We see here that the situation has a re-evaluation rate of 180 seconds, 3 minutes. Every hour there are an average of 3.37 open->close or close->open transitions [per agent]  and  only one agent/node is involved.

Situations that show a rapid rate of opening and closing are suspect. It usually means they fail the basic test of Rare/Exceptional. How can a condition be rare if it shows a new open event multiple times an hour. This needs to be examined for reasonableness. The lack of DisplayItem may be causing this effect. When DisplayItems are configured, each result can separately control a situation event and that means there is less internal TEMS confusion.

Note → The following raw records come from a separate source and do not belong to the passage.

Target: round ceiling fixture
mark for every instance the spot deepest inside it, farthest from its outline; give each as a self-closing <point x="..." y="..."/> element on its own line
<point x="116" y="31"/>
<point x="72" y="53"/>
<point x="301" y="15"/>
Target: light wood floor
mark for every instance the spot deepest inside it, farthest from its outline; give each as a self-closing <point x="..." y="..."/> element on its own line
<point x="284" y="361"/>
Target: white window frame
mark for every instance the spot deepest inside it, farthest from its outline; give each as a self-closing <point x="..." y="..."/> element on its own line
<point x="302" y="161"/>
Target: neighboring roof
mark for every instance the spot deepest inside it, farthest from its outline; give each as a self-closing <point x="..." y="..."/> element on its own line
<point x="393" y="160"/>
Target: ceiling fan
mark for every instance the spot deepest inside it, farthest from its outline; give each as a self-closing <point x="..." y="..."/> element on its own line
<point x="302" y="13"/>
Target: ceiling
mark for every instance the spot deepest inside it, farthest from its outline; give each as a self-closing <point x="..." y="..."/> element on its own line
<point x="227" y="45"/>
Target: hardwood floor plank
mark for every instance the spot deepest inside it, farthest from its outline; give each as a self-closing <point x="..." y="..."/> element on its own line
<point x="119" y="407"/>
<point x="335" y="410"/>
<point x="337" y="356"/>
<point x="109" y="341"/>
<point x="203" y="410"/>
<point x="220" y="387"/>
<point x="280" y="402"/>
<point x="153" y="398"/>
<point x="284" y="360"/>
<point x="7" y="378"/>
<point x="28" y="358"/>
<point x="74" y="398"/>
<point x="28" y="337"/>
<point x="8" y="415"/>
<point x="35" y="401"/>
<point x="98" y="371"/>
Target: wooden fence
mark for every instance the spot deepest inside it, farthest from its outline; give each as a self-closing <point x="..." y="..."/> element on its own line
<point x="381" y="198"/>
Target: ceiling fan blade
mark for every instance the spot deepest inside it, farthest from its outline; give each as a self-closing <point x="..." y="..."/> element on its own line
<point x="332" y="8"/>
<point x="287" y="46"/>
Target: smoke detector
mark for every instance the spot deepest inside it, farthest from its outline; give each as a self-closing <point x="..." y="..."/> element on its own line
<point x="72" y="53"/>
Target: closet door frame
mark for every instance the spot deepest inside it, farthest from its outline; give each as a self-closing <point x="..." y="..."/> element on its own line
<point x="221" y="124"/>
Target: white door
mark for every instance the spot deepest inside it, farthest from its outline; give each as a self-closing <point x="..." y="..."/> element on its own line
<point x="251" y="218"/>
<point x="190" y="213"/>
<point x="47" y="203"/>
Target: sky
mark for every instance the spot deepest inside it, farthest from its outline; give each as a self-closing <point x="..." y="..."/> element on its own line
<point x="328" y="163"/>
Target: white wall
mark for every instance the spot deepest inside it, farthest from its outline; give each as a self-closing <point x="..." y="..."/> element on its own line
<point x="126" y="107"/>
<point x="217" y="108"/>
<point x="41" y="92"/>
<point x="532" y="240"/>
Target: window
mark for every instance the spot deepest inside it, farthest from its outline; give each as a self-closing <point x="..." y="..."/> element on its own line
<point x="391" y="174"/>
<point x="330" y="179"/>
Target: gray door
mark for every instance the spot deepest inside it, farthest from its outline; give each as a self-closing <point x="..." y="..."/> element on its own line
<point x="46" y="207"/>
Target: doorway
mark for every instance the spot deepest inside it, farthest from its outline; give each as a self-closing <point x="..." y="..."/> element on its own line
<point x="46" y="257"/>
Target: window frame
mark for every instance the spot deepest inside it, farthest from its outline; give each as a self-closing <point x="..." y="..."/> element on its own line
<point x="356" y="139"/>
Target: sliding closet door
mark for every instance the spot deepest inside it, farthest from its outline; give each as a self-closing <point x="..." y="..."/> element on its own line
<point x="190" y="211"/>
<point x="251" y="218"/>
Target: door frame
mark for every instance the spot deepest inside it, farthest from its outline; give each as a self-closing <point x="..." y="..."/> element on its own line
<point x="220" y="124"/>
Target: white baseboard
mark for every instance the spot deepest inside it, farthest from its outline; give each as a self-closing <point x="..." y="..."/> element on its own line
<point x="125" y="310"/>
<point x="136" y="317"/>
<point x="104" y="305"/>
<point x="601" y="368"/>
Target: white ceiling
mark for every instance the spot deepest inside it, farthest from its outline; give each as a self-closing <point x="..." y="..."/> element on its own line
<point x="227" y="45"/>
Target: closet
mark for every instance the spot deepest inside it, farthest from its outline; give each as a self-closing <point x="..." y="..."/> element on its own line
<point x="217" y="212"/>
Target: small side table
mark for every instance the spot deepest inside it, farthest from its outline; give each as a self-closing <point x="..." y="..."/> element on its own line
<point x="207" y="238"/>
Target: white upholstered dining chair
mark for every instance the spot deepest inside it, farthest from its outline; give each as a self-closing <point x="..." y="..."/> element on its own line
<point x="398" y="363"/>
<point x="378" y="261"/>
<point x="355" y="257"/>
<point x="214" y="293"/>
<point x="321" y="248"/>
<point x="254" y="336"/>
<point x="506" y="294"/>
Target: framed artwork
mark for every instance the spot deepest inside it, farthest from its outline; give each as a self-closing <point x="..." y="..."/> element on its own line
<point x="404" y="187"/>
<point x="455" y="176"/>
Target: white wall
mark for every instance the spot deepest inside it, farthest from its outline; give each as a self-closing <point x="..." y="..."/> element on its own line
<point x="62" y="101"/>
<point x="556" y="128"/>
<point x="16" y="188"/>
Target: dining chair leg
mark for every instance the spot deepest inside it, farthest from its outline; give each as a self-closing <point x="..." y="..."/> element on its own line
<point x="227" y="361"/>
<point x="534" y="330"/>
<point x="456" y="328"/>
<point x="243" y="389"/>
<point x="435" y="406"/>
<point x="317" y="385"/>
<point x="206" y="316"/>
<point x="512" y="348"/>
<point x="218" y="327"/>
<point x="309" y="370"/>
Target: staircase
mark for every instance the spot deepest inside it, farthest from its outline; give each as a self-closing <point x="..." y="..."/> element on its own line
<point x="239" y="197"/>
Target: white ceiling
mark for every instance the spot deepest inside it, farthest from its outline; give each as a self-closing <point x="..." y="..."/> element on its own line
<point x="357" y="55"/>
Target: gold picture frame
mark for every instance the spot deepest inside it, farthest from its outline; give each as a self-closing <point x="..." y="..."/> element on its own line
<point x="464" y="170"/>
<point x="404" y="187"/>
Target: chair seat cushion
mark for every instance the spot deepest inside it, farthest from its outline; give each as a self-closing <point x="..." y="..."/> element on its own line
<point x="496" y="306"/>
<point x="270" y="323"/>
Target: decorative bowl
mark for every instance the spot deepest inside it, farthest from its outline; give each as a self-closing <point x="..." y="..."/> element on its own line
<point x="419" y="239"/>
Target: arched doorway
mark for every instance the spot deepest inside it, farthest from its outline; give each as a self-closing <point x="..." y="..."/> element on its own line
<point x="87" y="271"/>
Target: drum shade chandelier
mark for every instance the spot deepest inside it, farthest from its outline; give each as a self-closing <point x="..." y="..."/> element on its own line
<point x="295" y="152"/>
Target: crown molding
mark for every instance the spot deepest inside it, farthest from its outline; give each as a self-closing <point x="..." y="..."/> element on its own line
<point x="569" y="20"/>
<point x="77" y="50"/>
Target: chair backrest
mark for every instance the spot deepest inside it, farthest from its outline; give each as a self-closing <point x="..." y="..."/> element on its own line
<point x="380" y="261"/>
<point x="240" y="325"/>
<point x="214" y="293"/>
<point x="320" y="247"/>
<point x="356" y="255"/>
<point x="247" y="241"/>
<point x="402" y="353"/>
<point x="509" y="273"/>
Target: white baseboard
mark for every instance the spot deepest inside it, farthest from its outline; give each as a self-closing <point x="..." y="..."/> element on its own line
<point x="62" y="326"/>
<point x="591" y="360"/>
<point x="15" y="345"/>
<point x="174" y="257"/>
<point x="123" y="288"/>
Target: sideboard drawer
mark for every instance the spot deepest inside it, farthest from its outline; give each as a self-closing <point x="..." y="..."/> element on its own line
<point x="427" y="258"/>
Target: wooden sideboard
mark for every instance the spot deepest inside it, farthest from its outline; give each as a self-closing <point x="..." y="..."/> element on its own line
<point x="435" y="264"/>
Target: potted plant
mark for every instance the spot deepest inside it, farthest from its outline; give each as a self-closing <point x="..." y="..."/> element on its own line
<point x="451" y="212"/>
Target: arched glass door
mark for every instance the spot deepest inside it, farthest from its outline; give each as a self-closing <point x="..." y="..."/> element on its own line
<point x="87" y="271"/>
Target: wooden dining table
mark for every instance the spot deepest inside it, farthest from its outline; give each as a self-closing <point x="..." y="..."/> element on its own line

However since the Situation is not forwarded, this may be just internal friction, wasting resources to no benefit.

Deep dive Into the report details

Scan or search ahead for Report 999. It is sorted by first node, then situation, then by Time at the TEMS. I will first describe what you see and the guidance from the column description line.

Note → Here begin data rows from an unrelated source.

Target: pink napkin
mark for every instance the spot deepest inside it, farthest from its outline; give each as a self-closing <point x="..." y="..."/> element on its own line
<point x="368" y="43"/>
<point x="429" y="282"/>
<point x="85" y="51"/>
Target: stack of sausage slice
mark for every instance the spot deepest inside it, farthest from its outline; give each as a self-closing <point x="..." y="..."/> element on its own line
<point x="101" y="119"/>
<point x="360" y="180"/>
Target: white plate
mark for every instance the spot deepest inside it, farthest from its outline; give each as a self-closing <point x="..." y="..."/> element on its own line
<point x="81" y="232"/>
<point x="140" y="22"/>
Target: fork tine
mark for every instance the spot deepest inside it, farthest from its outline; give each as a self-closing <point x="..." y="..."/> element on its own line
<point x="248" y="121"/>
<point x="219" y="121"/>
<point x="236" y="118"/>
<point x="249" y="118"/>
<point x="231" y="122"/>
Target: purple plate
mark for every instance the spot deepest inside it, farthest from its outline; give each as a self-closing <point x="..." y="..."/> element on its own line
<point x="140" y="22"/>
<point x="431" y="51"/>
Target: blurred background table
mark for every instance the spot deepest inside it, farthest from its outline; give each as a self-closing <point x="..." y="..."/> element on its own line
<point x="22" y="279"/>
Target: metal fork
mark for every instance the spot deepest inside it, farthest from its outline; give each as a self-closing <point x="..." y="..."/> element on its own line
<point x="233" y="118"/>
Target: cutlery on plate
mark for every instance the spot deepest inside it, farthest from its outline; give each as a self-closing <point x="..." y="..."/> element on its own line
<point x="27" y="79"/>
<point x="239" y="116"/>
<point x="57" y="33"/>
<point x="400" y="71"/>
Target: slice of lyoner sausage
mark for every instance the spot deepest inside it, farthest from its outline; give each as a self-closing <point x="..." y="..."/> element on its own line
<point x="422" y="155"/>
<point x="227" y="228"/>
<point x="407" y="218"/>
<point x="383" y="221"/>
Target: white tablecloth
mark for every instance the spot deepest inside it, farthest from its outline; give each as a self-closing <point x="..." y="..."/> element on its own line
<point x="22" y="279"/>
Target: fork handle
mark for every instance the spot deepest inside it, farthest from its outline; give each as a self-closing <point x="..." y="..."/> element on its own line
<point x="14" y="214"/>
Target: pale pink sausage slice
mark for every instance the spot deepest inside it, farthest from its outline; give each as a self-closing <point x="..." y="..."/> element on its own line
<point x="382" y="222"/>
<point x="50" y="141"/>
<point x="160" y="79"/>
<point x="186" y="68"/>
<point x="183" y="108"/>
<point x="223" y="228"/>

EVENTREPORT999: Full report sorted by Node/Situation/Time

Situation,Node,Thrunode,Agent_Time,TEMS_Time,Deltastat,Reeval,Results,Atomize,DisplayItem,LineNumber,PDT

Situation – Situation Name, which can be different from the Full Name that you see in situation editor, like too long or other cases.

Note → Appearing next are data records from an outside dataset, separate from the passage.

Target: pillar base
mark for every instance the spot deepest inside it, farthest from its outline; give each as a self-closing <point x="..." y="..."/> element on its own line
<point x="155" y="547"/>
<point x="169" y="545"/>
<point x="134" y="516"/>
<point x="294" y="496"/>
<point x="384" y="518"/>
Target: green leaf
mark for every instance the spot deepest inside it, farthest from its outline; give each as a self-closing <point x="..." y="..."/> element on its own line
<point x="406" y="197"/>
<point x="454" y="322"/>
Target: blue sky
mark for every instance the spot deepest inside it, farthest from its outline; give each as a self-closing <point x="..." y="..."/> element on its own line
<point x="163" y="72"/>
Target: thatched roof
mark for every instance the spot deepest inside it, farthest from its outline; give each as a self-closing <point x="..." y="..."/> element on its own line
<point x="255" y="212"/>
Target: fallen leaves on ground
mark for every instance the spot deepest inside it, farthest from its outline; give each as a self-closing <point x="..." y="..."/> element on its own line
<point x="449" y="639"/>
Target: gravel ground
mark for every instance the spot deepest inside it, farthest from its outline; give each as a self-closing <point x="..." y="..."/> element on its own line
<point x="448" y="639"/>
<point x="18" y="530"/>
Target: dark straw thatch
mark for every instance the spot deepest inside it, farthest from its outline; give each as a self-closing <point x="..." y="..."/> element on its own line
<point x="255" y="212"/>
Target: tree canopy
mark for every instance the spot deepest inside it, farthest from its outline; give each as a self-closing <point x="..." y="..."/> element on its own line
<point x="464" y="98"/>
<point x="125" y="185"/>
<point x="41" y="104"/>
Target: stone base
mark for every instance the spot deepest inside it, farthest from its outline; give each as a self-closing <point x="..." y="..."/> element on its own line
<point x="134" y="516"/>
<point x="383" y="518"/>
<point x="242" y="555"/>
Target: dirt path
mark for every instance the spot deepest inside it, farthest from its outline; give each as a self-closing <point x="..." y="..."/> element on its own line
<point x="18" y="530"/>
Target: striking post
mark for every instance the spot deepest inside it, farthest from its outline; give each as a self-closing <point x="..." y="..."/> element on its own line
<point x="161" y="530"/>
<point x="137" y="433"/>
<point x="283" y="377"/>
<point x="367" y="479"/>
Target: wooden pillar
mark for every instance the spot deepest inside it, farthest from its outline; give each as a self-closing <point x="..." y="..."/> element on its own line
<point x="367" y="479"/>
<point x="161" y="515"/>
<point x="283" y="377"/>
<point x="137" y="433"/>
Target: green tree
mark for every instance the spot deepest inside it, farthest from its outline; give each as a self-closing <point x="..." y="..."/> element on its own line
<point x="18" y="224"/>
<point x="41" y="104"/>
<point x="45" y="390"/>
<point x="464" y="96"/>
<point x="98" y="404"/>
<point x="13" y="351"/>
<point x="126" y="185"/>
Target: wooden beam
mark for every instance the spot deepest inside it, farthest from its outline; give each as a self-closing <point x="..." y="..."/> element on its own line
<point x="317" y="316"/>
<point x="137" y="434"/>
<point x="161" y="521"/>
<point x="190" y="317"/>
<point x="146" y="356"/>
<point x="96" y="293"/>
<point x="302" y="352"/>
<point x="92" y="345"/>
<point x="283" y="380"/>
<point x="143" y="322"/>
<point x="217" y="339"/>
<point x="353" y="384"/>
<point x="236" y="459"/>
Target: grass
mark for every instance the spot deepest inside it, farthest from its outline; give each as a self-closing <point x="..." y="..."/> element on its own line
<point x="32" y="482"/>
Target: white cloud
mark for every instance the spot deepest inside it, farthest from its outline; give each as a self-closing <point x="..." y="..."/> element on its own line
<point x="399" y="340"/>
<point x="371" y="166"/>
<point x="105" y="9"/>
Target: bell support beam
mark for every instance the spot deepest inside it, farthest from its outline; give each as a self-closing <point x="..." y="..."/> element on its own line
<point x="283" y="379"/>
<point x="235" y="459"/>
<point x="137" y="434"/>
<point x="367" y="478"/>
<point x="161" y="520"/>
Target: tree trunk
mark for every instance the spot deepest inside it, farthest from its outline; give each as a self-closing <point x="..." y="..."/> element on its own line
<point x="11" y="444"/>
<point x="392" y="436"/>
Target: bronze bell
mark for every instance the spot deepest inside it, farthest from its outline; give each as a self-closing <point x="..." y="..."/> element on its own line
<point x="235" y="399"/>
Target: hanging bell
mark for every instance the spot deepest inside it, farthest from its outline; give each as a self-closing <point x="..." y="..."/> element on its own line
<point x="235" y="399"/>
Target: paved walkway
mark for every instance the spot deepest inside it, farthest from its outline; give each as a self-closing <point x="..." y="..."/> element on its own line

Node – Managed System Name or Agent Name

Thrunode – The managed system that knows how to communicate with the agent, the remote TEMS in simple cases

Agent_Time – The time as recorded at the Agent during TEMA processing. You will see cases where the same Agent time is seen in multiple TEMS seconds because the Agent can produce data faster than then TEMS can process it at times. Simple cases have a last three digits of 999. Other cases will have tie breakers of 000,001,…,998 when a lot of data is being generated. This the UTC [earlier GMT] time at the agent.

TEMS_Time – The time as recorded at the TEMS during processing. This the UTC [earlier GMT] time.

Deltastat – event status. You generally see Y for open and N for close. There are more not recorded here.

Reeval – Sampling interval [re-evaluation] in seconds and 0 means a pure event.

Results – How many results were seen. The simplest cases are 1 and you would see that if you used -allresults control. In this report you only get a warning when there are multiple results.

Atomize – The table/column specification of the value used for Atomize. It can be null meaning not used.

DisplayItem – The value of the atomize in this instance. Atomize is just the [up to] first 128 bytes of another string attribute.

LineNumber – A debugging helper that tells what line of the TSITSTSH data dump supplied this information

PDT  – The Predicate or Situation Formula as it is stored.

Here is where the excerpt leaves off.